Never drinkers were older (P < 0.0001), had a higher body mass index (P < 0.0001), higher systolic and diastolic blood pressure (both P < 0.0001), were less physically active (P < 0.0001), had a higher prevalence of diabetes (P < 0.0001) and higher incidence of overall CV events (P < 0.0001), ischaemic heart disease (P < 0.0001) and cerebrovascular disease events (P < 0.0001). The incidence of overall CV events, ischaemic heart disease and cerebrovascular disease were comparable between never drinkers and drinkers consuming more than 14 units per week.

This suggests, a priori, that teetotalism is not particularly healthy, although it could be the result of confounding variables. However, when the results are adjusted for confounders, the picture remains the same. (Note that former drinkers are already excluded to rule out a “sick quitter” effect).

Compared to current drinkers in adjusted models, never drinkers were at higher risk for overall CV events (hazard ratio, 1.31; 95% confidence interval, 1.20-1.42; P < 0.0001), ischaemic heart disease (hazard ratio, 1.51; 95% confidence interval, 1.29-1.76; P < 0.0001) and cerebrovascular disease (hazard ratio, 1.46; 95% confidence interval, 1.14-1.87; P < 0.0001). Consequently, using never drinkers as reference resulted in alcohol from all drink types combined exhibiting protection in relation to all outcome measures...

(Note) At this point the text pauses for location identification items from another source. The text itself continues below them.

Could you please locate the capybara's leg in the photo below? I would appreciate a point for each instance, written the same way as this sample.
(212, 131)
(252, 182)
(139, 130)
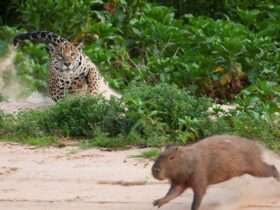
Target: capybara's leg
(174, 191)
(199, 190)
(265, 170)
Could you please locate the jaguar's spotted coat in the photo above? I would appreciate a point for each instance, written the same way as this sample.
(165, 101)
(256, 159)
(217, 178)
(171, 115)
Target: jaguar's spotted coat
(70, 70)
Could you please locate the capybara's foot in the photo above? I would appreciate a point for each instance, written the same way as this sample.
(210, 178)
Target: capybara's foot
(159, 202)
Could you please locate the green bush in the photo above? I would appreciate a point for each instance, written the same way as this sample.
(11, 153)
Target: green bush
(65, 17)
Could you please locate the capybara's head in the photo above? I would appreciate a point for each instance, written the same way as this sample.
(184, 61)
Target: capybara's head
(163, 167)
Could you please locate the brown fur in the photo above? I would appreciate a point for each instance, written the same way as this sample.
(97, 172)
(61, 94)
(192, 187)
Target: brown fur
(210, 161)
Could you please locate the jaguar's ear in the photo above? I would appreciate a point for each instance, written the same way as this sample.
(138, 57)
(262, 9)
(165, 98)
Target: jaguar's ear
(80, 46)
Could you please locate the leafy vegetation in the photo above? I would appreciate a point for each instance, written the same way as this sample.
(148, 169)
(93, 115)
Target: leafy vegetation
(171, 60)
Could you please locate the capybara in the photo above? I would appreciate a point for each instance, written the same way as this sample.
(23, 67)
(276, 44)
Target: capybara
(212, 160)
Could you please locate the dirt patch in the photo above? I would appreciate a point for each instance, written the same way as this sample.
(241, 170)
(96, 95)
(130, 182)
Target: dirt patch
(70, 178)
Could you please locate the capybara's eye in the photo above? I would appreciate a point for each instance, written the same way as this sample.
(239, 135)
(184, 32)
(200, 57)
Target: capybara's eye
(172, 157)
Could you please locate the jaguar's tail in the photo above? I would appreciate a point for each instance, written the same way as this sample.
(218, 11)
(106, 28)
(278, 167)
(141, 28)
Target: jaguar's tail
(39, 36)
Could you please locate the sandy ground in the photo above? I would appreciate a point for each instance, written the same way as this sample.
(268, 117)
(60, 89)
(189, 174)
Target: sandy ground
(70, 179)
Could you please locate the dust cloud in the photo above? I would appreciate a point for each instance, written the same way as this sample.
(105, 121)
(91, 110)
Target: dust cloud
(11, 89)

This is rather awkward for the authors. To deal with this inconvenient finding, they have a simple solution. They exclude ALL the non-drinkers from their analysis and compare light, moderate and heavy drinkers instead! They split the drinkers into five quintiles based on their alcohol consumption and show the results in the figures below. The pink data points are what you get when you compare them to non-drinkers. The blue data points show how the drinkers compare to each other. (Click to enlarge.)

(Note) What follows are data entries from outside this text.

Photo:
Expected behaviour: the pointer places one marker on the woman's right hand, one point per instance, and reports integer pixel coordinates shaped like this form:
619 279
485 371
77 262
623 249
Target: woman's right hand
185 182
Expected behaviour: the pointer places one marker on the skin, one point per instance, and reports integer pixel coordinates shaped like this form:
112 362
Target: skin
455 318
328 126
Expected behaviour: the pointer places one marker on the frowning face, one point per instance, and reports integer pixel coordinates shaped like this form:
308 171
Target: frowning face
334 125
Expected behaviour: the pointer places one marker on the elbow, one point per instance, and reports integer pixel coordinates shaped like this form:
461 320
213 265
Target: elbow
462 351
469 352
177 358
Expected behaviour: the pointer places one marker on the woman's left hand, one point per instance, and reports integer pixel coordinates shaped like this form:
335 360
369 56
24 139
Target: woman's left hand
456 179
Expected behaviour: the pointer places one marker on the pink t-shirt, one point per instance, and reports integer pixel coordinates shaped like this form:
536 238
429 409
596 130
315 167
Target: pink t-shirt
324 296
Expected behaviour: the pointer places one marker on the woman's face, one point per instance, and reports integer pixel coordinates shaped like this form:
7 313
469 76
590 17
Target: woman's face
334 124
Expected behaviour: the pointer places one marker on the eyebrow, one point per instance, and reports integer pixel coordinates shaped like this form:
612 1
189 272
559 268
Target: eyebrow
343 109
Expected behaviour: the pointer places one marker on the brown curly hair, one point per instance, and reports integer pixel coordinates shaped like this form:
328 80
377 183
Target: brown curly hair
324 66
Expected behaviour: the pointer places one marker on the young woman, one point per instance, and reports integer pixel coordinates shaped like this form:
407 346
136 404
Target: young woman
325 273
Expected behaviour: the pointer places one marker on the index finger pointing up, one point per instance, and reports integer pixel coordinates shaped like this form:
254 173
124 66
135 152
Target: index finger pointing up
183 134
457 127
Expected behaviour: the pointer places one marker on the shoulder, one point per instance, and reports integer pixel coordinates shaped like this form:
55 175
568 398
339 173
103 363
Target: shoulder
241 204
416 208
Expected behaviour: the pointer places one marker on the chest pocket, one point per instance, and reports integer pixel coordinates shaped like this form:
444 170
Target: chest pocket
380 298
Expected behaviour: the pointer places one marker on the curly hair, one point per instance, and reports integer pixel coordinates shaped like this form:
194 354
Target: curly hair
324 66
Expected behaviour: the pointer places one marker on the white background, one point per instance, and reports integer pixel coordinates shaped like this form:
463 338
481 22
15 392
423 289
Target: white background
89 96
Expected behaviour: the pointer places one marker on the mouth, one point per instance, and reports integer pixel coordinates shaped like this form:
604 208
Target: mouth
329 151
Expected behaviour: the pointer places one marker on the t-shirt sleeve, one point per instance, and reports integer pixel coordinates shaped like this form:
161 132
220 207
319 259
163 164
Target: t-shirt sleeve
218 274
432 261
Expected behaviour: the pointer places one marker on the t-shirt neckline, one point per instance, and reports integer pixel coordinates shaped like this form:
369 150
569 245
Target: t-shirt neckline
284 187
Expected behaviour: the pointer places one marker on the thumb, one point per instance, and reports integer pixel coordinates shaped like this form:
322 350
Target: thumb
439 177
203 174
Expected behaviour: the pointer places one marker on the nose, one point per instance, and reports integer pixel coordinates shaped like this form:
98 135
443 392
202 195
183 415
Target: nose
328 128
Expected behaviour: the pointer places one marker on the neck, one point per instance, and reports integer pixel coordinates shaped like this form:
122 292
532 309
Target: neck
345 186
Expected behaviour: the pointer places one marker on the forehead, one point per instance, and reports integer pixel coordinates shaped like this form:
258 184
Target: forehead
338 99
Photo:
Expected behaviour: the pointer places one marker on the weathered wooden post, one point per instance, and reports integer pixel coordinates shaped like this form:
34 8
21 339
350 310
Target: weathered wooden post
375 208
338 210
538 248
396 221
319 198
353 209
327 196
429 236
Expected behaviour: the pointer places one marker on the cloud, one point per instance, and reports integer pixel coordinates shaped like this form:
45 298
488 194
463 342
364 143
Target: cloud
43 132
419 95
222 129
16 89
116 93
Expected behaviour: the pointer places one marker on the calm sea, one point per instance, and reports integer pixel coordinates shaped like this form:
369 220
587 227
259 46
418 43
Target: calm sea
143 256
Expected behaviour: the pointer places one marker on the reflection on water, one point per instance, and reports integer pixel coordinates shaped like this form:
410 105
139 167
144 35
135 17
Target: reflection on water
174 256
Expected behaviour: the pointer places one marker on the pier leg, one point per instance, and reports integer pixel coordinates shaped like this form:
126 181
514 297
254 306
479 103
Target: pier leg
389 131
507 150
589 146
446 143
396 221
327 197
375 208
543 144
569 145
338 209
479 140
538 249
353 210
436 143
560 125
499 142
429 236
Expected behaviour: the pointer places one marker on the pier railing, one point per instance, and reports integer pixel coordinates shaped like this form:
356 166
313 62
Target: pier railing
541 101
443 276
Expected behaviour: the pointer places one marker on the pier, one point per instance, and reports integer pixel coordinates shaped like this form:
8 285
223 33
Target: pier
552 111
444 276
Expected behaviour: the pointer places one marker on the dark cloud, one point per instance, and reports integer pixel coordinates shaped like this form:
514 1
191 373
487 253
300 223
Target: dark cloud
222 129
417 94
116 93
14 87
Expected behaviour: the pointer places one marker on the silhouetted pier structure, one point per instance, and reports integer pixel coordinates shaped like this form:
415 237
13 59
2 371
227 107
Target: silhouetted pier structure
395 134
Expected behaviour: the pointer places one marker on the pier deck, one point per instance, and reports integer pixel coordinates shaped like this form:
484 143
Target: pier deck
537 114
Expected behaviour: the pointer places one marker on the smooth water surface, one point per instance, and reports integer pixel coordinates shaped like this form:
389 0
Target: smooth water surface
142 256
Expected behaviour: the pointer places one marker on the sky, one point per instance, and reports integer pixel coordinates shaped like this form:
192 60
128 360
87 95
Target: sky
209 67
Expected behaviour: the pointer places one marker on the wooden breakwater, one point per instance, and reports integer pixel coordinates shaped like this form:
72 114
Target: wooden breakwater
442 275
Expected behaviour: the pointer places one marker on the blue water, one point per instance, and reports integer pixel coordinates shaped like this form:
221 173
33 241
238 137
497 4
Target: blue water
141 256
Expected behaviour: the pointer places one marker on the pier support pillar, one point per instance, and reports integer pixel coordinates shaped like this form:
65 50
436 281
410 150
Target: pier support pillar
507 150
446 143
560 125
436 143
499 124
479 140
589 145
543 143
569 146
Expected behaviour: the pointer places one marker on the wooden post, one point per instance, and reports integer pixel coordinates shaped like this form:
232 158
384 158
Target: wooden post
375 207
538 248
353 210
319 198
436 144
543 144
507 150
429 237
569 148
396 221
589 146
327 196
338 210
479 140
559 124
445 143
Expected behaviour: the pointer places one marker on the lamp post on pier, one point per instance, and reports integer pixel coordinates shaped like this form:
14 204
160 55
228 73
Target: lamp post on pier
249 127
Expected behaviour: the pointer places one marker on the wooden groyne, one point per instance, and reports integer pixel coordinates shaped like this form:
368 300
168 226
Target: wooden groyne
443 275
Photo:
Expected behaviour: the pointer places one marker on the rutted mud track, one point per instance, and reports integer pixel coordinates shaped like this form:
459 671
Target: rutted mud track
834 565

As you can see, the drinkers have a lower risk of ischaemic heart disease at every level of consumption. For wine, the risk drops as people drink more, but for beer, cider and spirits (which are grouped together for some reason) the benefits decline somewhat as people drink more (although none of the changes are statistically significant). 

It's a similar story when you look at the relationship with all types of cardiovascular disease, although the authors exclude ischaemic heart disease from one of these plots (red) for reasons that are never properly explained. Here we see a reduction in risk for all wine drinkers and for moderate drinkers of other alcoholic drinks.

In short, the authors are making some pretty extreme claims about moderate drinking without looking at the only reference group that matters (non-drinkers - or never-drinkers). They effectively use light drinkers as the control. And even then, they barely achieve their desired result. 

We’ve seen this trick performed before in a study from 2018 which made similar claims by comparing light drinkers to moderate and heavy drinkers - and generated similar headlines. The graph used in the main body of that study appeared to show no evidence of a J-Curve...


This was sleight of hand designed to catch readers out at a glance. The authors simply ignored the non-drinkers and used light drinkers as their reference point. But if you digged deep into the appendix, there were graphs that showed that the J-Curve was alive and well. Never-drinkers had a 30 per cent increased risk of heart disease and a 20 per cent increased risk of premature death.

Everything about Friday's study seemed designed to mislead. The press release for it said... 
New study: 14 units a week still harmful to health

Compared to what? Not compared to zero units, that's for sure. It's difficult to find any interpretation of that headline that isn't trivial or wrong.

I see no academic merit in the methodology used in this study. It certainly can't be used to say anything about the relative risks of drinking versus not drinking because it deliberately excludes the non-drinkers. 

It should never have been published.